(Note 1) |
Description of the valuation techniques and inputs used to measure fair value |
Monetary claims bought
The fair value of
monetary claims bought is determined using prices obtained from third-party vendors (broker-dealers, etc.) or the prices estimated based on internal models.
With respect to some securitized products backed by general corporate loans, the fair value is measured by considering the estimated fair value
amounts determined using projected cash flows through an analysis of the underlying loans, probability of default, prepayment rates, etc. and discounting the projected cash flows using discount rates reflecting the liquidity premium based on
historical market data and the prices obtained from independent broker-dealers. These products are classified into Level 3.
For other
securitized products, the fair value is determined based on the prices obtained from independent third parties after considering the results of periodic confirmation of the current status of these products, including price comparison with similar
products, time series data comparison of the same product, and analysis of consistency with publicly available market indices. These products are classified into Level 2 or Level 3 depending on the inputs used for the prices obtained from
independent third parties.
For certain monetary claims bought for which these methods do not apply, the fair value is measured based on
either the present value using projected future cash flows through an analysis of prepayment rates, etc., and discounting the project cash flows at the market interest rates as of the valuation date with certain adjustments, or is the carrying
amount if their fair value approximates such carrying amount from their qualitative viewpoint. If these monetary claims bought are measured at present value, these monetary claims bought are classified into Level 2 or, if they are short-term
and their fair value approximates the carrying amount, then the carrying amount is presented as their fair value, and they are classified into Level 3.

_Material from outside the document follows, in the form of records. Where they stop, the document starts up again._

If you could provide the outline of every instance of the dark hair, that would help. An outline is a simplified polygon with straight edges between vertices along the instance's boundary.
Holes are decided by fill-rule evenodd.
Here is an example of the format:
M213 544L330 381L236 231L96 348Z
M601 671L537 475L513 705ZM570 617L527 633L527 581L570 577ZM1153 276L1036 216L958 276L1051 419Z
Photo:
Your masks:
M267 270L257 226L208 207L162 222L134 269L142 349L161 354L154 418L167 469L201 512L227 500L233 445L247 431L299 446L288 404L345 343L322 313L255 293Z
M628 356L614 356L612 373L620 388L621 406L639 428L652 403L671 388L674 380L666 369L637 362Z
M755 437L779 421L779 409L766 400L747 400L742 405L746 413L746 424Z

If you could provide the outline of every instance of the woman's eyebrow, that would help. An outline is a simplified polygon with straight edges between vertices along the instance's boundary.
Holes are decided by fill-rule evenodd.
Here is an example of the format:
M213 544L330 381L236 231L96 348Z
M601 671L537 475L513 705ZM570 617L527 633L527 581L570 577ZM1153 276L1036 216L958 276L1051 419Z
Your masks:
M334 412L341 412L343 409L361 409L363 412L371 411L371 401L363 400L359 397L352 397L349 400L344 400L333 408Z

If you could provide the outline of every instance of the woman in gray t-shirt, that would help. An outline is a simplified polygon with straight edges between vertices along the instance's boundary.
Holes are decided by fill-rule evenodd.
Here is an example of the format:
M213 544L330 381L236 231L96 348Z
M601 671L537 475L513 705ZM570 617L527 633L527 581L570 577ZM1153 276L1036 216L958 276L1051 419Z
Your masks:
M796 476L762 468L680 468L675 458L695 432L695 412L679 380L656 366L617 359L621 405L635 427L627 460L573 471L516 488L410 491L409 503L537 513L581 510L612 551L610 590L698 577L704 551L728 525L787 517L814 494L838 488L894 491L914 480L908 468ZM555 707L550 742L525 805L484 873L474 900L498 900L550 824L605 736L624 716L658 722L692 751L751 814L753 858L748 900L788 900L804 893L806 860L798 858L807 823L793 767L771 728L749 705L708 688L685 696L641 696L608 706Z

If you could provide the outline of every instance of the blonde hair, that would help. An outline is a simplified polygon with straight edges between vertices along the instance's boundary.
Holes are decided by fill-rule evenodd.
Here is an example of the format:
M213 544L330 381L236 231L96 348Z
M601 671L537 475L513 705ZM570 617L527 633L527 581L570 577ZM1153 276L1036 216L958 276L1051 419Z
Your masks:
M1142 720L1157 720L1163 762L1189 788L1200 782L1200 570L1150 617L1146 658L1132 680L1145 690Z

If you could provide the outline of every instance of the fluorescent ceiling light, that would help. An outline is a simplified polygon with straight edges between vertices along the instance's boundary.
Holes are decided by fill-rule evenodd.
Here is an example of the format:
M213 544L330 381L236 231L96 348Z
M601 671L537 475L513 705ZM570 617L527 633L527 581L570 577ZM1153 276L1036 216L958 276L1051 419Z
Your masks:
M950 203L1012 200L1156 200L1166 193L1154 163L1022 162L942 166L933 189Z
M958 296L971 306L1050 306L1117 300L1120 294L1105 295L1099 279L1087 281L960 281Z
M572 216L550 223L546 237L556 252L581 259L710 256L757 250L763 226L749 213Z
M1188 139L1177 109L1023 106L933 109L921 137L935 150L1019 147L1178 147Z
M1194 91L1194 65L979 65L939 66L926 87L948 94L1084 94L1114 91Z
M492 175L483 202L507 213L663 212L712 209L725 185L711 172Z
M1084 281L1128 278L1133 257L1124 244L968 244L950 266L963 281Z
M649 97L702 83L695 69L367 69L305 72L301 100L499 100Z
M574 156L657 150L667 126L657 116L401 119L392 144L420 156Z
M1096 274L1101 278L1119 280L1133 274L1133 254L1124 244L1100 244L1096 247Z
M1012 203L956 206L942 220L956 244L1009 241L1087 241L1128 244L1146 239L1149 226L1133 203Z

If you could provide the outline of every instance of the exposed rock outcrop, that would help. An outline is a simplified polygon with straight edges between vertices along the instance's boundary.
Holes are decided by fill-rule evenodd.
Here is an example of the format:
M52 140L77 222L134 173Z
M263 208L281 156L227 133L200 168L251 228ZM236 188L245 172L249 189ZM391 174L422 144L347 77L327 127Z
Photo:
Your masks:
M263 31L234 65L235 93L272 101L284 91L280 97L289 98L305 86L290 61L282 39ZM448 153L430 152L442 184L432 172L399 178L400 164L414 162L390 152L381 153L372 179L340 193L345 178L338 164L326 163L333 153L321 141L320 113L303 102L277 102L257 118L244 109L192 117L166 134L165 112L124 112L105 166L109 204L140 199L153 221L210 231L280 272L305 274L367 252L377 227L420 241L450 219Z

Trading assets and liabilities
Securities such as bonds that are held for trading purposes are classified as Level 1 if prices quoted by stock exchanges are available in
an active market, and as Level 2 if the fair value is determined based on either the present value of the expected future cash flows discounted at an interest rate based on the market interest rates as of the date of evaluation with certain
adjustments or prices quoted by the financial institutions from which these securities are purchased.
Money held in trust
For securities that are part of trust property in an independently managed monetary trust with the primary purpose to manage securities, the
fair value is determined based on the prices quoted by the financial institutions from which these securities are purchased, and these securities are classified into Level 2 depending on the fair value hierarchy of the component assets.
See Money Held in Trust for notes on money held in trust by category based on each purpose of holding the money held in trust.
Securities
The fair value of equity
securities is determined based on the prices quoted by stock exchanges and equity securities are primarily classified into Level 1 as the quoted prices are available in active markets. The fair value of bonds is determined based on the market
price or the price quoted by the financial institutions from which they are purchased or based on the price reasonably calculated using internal models. Government bonds are primarily classified into Level 1, other bonds are primarily
classified into Level 2, and foreign equity securities with maturity as well as preferred securities included in Other securities are primarily classified into Level 3.
For privately placed guaranteed bonds held by MUFGs bank subsidiaries, the fair value is determined based on the present value of
expected future cash flows, which are adjusted to reflect credit risk, the amounts expected to be collected from collateral and guarantees and guarantee fees, and discounted at an interest rate based on the market interest rates as of the date of
evaluation with certain adjustments. These bonds are classified into Level 2 depending on credit risk, etc.
The fair value of
investment trusts is determined based on the closing market price or other publicly available net asset value. Listed investment trusts and listed real estate investment trusts, which have closing market prices, are primarily classified into
Level 1, and other investment trusts are primarily classified into Level 2. Investment trusts which are accounted for at net asset value in accordance with Paragraphs 24-3 and 24-9 of the Implementation Guidance on Fair Value Measurement are not classified into any fair value hierarchy.
See Securities for notes on securities by category based on each purpose of holding the securities.